British banks, clearing houses, and payments systems have been asked by the UK’s Bank of England (BoE) and Financial Conduct Authority (FCA) to complete reports on their exposure to, and plans to manage, IT outages and cyberattacks by October 5.
“We are seeing an unprecedented amount of change from financial institutions who need to improve the operational efficiency, resilience and compliance of systems whilst also reducing the vast cost of running them,” said Nick Hammond, lead advisor for financial services at World Wide Technology, a technology solutions provider.
This follows a financial stability report by the Bank of England (BoE) which was published in June. The report stated that the Financial Policy Committee (FPC) was setting standards for how quickly critical financial companies must be able to restore vital services following a cyber attack. Working with the National Cyber Security Centre, the central bank would test firms ability to meet the FPC standards.
The regulation comes in the wake of high-profile cyberattacks and major technology glitches experienced by banks.
Hammond said: “We are seeing an unprecedented amount of change from financial institutions who need to improve the operational efficiency, resilience and compliance of systems whilst also reducing the vast cost of running them.

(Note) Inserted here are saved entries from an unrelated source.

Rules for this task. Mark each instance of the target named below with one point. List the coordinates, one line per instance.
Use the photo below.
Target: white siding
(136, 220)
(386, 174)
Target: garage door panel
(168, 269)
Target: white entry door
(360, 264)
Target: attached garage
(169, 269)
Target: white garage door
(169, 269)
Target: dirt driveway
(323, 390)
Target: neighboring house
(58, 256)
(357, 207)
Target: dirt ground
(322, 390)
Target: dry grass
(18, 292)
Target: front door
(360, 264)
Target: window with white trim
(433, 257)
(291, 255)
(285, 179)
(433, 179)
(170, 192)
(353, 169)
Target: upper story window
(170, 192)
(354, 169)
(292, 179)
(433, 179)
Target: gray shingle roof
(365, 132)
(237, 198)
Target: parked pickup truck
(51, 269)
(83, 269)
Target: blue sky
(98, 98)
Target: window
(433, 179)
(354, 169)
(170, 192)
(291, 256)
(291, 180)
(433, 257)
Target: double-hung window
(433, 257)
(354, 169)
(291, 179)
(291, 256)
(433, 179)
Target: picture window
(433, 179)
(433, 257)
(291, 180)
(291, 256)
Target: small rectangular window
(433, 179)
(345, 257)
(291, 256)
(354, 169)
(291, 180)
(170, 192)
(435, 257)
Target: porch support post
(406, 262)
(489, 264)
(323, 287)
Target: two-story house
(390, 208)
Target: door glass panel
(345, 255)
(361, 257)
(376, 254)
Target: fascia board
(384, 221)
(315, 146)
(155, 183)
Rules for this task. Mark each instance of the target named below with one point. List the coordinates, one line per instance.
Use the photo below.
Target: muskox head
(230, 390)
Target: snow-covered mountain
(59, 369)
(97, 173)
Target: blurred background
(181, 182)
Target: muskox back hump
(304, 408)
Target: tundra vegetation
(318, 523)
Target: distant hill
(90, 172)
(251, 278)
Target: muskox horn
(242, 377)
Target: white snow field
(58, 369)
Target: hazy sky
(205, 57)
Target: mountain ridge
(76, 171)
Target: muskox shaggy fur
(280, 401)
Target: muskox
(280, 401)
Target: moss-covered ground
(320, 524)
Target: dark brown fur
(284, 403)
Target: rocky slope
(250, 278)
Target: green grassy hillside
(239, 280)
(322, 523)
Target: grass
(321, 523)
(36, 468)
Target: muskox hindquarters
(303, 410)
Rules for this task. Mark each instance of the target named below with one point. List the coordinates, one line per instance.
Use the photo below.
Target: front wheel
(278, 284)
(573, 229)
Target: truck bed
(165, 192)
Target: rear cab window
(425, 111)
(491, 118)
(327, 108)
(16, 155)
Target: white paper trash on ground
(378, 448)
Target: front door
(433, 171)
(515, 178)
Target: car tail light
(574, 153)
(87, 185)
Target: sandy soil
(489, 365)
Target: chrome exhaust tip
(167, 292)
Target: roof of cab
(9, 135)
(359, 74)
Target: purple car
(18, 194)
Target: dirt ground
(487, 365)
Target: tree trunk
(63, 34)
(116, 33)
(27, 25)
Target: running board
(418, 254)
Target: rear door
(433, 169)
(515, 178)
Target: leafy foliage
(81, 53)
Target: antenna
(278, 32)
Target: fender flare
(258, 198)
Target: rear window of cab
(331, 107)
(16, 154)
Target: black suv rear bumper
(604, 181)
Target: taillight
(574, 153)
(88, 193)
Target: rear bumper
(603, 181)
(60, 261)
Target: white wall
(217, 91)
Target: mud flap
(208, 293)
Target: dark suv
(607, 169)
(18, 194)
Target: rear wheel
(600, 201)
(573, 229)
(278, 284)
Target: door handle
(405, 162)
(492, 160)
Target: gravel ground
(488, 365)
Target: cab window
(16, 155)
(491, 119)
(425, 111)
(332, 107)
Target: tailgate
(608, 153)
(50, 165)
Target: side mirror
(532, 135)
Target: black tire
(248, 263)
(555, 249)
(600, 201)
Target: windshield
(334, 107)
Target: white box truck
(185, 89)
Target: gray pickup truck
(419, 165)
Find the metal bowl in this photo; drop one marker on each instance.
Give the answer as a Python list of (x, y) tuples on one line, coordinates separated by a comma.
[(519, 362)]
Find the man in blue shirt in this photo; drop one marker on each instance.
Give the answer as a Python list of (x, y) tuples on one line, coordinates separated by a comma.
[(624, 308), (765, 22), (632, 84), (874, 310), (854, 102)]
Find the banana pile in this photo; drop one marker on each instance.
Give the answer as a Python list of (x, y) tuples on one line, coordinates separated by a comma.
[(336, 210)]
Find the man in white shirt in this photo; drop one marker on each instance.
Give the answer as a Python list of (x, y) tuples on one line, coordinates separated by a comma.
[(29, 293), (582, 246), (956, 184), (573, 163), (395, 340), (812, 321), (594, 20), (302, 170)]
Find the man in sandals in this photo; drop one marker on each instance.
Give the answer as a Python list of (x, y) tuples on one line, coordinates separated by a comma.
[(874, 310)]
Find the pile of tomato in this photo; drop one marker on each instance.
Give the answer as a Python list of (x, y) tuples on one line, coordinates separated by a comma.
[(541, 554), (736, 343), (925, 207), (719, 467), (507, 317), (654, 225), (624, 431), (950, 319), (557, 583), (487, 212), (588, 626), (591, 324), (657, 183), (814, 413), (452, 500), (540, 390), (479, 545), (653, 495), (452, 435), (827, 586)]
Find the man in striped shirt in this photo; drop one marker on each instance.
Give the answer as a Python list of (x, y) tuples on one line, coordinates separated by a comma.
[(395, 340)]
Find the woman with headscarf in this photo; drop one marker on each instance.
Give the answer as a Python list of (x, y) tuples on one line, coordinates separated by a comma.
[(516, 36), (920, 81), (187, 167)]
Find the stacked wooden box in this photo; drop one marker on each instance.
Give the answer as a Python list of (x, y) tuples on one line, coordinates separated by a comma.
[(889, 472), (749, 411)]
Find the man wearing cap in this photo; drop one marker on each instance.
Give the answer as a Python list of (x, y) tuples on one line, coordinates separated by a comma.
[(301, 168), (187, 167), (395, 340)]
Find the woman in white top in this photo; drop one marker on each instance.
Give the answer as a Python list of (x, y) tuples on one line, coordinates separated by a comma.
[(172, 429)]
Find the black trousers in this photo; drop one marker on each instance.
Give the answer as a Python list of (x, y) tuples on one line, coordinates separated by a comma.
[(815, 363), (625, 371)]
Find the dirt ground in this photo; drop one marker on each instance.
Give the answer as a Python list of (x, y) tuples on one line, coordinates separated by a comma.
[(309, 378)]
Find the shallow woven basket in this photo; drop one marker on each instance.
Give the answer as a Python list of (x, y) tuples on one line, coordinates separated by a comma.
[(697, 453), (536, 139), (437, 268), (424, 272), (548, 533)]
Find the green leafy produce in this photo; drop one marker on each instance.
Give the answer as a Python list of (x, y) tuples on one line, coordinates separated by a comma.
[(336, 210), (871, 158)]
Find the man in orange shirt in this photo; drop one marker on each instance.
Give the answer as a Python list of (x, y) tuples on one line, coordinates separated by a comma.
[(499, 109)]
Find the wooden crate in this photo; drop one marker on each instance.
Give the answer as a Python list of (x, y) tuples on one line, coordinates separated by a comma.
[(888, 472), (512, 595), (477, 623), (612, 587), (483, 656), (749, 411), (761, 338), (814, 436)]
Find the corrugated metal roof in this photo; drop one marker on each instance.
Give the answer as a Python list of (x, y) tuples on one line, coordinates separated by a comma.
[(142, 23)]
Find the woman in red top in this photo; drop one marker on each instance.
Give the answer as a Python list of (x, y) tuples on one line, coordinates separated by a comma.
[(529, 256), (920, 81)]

“Because of the way they have been put together over time, it can be very difficult for financial institutions to understand which parts of their systems are linked into and dependent on each other – and therefore what the domino effect will be if something goes wrong.”
According to the BoE report, to guide firms in their planning the FPC will establish its tolerance for the length of disruption to the delivery of vital services the financial system provides to the economy. The timeframe is called the FPC’s ‘impact tolerance’.
“The nature of the complex systems means that one wrong change can have a very severe effect, and because you are doing so many changes the likelihood of getting it wrong increases,” said Hammond.
According to a spokesperson at the BoE, there are certain steps the regulators will take to inform the approach. “We have proposed certain requirements on ensuring that firms are operationally resilient. That is a discussion paper that the three authorities have put together (the Financial Conduct Authority, the Bank of England, and the Prudential Regulation Authority) . The policy teams will take that away, assess the responses and then we will think about next steps.”
“This is quite different to what we normally do,” the spokesperson said. “This is a discussion paper, rather than saying we are definitely going to put this policy in place, we are consorting and you can tell us what you think about it. Here we are inviting the industry to comment, academics, trade bodies, everybody. We are going to think about running a pilot stress test for cyber for a number of sestemic institutions.
“We are not at this stage saying we want you to report how you are dealing with operational resilience in respect of the proposal outlined in that discussion, what we are saying is these are our proposals let us know what you think about them. We are think you need to be more provactive.
“Ultimately what we are saying is the envirnoment is changing. It’s more complex. There are different actors. Disruption can be caused by a number of factors. This is a big risk and we want you to think about how you manage it.”